Sorry dudes... Move on to the next progressive non-issue.
#4 Posted by padikiller, CJR on Thu 5 Aug 2010 at 04:03 PM
Yeah, except there's a bunch of poison emulsifying the oil and a lot of oil is submerged in beach soils and such, everything is fine.
http://www.youtube.com/watch?v=SzaznBkT0ic
http://www.youtube.com/watch?v=1FxfYqnlQ50
Everything is fine, we're just conducting a massive science experiment with unknown, trade secret, toxic chemicals and a bunch of oil in a place where we eat fish. What could go wrong?
Paddy, is there anything you will not troll?
#5 Posted by Thimbles, CJR on Thu 5 Aug 2010 at 04:32 PM
Meanwhile, the crisis to come will be the medical bills from sick clean up workers exposed to the spill and dispersants without proper worker protection BECAUSE BP not only failed to supply it, but they threatened to fire people who brought their own.
#6 Posted by Thimbles, CJR on Thu 5 Aug 2010 at 04:43 PM
http://www.youtube.com/watch?v=oqvZWj4M2X8
http://www.youtube.com/watch?v=9zB3rj_usyU
No, I'd stay away from the fish and the sea for a good long time after political pressure has been lifted off the labs and ministries to call off the expensive clean up and to reopen the fisheries
#7 Posted by Thimbles, CJR on Thu 5 Aug 2010 at 04:54 PM
And think of the poor polar bears!
All gooed up with oil to drown in the global warming meltwater!
But seriously...
This whole BP thing is just another overblown anticapitalist crack dream
Did some oil leak? Sure. But oil leaks out into the Gulf from natural seeps all the time.
BP handled the response to the accident nearly flawlessly despite the inept government bungling and hindrance it encountered. (And I'm not blaming Obama for this mess - it was a damned accident)
The oil leak is stopped. The oil that leaked out is being cleaned up. The residue will evaporate or decompose in the warm water.
Throughout this whole story, every morning I've seen some news fluffy on the tube standing on a white beach next to a lone tarball, surrounded by tourists and sunbathers.
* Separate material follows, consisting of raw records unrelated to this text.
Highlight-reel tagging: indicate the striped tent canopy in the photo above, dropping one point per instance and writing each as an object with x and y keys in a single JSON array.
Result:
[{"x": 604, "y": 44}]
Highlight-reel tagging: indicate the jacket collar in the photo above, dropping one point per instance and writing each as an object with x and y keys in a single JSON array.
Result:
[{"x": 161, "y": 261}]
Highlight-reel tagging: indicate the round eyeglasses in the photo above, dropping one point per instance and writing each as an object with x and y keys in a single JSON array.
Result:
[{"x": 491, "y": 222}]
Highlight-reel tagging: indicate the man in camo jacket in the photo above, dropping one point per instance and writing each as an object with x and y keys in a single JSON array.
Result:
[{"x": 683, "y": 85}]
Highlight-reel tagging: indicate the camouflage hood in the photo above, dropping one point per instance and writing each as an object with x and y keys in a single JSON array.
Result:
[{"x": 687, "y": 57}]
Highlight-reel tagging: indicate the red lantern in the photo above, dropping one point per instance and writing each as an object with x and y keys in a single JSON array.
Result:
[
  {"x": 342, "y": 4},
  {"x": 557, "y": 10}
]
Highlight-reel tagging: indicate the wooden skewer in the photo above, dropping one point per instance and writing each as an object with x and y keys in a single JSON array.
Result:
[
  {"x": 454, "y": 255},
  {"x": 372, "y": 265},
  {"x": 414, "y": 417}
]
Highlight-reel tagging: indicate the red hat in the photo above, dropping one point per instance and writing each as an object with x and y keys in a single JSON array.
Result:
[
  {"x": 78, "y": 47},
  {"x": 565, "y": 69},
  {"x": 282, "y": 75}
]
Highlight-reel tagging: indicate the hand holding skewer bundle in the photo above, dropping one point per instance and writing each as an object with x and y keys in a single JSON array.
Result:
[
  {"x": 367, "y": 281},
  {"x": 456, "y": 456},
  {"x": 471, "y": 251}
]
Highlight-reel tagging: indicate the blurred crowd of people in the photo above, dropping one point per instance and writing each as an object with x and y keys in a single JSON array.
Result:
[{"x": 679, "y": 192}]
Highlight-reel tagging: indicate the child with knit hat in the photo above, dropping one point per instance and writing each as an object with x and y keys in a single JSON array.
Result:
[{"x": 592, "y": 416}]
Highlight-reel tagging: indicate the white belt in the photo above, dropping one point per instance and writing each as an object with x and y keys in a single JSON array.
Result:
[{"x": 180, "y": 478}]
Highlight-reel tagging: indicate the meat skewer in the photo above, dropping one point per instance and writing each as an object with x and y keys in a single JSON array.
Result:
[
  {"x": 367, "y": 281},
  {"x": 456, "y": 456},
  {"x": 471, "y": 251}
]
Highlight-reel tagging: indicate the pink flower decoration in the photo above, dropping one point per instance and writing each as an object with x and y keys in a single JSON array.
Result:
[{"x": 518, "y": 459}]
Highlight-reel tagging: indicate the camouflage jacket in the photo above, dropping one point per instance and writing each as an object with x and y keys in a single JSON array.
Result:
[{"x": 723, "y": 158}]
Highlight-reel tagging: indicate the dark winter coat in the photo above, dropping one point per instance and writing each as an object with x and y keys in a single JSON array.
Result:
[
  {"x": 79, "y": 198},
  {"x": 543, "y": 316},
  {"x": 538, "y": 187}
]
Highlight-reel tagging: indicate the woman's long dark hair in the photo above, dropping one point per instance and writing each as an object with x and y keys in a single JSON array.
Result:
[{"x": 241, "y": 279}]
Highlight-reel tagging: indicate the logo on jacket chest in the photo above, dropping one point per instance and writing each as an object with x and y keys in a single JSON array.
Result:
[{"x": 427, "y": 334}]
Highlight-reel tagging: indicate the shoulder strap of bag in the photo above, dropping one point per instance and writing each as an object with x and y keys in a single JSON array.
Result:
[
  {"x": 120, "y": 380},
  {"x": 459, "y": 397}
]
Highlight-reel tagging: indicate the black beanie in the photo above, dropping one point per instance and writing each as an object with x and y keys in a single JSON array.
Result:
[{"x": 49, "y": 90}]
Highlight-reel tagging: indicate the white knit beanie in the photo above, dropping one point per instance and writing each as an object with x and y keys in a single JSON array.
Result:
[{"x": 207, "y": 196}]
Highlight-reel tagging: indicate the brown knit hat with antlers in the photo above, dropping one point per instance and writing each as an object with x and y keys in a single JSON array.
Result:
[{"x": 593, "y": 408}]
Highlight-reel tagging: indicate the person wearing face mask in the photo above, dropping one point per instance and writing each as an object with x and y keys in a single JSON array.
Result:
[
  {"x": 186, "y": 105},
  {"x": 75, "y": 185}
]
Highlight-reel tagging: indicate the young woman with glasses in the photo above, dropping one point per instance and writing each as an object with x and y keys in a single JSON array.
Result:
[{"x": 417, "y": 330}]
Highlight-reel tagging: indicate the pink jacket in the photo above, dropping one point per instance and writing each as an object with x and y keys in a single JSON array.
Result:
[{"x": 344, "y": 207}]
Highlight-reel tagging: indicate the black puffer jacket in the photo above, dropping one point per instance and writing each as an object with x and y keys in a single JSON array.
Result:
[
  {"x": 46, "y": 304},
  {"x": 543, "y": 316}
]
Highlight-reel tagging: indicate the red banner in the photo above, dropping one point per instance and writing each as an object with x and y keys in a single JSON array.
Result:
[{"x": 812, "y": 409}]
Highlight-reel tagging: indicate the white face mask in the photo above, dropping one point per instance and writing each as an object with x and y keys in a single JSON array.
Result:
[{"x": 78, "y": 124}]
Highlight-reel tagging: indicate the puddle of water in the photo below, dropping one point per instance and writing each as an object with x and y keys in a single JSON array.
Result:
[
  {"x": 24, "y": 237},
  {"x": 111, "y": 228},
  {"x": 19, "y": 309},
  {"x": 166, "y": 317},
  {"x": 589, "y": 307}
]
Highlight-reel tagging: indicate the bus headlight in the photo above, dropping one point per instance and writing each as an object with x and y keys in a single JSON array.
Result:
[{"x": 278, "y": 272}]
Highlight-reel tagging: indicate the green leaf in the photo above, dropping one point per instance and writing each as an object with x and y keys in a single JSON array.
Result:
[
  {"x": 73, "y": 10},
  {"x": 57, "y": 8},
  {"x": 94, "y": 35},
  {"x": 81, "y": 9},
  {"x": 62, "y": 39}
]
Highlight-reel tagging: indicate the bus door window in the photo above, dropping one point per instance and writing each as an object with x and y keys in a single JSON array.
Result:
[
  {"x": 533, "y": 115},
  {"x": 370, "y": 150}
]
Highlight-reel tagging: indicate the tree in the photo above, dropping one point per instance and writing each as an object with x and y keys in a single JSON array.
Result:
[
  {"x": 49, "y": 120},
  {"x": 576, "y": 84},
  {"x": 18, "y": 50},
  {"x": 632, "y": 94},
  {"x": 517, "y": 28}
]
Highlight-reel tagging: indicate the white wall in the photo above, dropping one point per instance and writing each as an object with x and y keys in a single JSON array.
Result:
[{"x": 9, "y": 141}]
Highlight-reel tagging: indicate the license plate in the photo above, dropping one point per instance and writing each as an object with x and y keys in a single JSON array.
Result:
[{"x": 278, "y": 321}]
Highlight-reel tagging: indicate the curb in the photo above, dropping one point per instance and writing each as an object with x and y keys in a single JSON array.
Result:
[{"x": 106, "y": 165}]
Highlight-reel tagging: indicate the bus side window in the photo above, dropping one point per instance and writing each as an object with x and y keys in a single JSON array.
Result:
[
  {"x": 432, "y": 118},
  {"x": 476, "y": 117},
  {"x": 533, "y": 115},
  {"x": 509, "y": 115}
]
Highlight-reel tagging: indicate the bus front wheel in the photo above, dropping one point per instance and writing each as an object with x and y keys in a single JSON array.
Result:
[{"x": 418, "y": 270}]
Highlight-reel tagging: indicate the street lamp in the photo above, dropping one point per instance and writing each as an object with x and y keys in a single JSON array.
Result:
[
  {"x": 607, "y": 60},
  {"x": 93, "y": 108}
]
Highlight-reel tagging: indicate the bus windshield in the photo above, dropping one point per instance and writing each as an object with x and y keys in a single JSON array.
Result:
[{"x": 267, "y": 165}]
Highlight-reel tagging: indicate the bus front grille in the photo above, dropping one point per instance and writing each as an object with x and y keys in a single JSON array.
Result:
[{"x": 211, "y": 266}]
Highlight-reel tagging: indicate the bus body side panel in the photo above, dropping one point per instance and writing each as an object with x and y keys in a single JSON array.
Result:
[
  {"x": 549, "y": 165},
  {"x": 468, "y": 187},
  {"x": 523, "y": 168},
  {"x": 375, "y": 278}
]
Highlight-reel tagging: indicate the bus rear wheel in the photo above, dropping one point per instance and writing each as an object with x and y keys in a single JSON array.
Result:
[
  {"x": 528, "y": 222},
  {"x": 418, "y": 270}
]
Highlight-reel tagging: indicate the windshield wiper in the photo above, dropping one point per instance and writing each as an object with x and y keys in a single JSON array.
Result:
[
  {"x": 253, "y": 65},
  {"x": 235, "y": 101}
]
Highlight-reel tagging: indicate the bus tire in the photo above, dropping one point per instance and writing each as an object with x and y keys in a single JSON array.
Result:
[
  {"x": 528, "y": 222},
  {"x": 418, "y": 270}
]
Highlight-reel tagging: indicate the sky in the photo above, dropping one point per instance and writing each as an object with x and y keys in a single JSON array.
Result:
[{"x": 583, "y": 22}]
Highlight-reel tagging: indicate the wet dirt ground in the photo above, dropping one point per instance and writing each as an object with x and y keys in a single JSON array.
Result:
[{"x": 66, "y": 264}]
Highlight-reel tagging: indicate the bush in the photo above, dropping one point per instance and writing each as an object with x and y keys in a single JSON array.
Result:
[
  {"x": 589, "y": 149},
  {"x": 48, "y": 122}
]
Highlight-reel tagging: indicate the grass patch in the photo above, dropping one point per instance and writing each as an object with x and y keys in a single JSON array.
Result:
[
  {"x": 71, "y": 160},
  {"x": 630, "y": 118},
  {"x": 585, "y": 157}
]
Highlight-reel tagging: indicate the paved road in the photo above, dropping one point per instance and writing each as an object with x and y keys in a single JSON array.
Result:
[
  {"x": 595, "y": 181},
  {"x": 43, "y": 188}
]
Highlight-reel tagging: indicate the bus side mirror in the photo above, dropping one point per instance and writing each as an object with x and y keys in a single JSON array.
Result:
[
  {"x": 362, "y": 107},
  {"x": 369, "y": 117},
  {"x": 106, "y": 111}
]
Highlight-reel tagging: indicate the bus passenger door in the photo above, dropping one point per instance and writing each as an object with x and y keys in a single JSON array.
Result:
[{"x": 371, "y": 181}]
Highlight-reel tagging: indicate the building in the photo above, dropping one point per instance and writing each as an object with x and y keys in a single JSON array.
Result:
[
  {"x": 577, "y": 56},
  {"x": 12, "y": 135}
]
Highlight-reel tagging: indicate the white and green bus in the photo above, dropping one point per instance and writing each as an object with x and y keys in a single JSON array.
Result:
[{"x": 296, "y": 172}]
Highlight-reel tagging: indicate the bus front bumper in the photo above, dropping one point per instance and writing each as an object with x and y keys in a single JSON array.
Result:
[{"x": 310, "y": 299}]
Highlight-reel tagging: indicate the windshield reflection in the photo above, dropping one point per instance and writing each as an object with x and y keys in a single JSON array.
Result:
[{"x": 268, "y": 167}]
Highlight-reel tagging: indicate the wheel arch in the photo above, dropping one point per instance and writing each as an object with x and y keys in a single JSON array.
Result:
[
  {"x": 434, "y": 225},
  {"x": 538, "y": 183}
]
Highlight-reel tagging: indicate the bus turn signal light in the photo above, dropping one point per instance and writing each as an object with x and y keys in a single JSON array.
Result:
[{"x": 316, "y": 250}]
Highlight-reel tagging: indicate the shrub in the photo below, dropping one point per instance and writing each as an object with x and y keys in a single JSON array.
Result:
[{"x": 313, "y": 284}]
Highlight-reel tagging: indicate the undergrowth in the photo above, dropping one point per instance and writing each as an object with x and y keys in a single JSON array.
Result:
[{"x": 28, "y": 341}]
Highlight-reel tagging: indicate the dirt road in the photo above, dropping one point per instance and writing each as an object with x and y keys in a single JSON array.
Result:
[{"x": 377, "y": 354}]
DISASTER!
Of course, there are locally polluted spots like the single one in the first video Thimbles posted, or the lone bayou in the second - but even there the problem isn't exactly devasting- A little spot of oil on the beach? 23 barrels of oil to clean up? Undoubtedly more oil than this runs into the Gulf from the storm drains in New Orleans.
Just another progressive fairy tale.
#8 Posted by padikiller, CJR on Thu 5 Aug 2010 at 05:58 PM
If it's a non-issue then why is BP spending billions to fix the non-problem?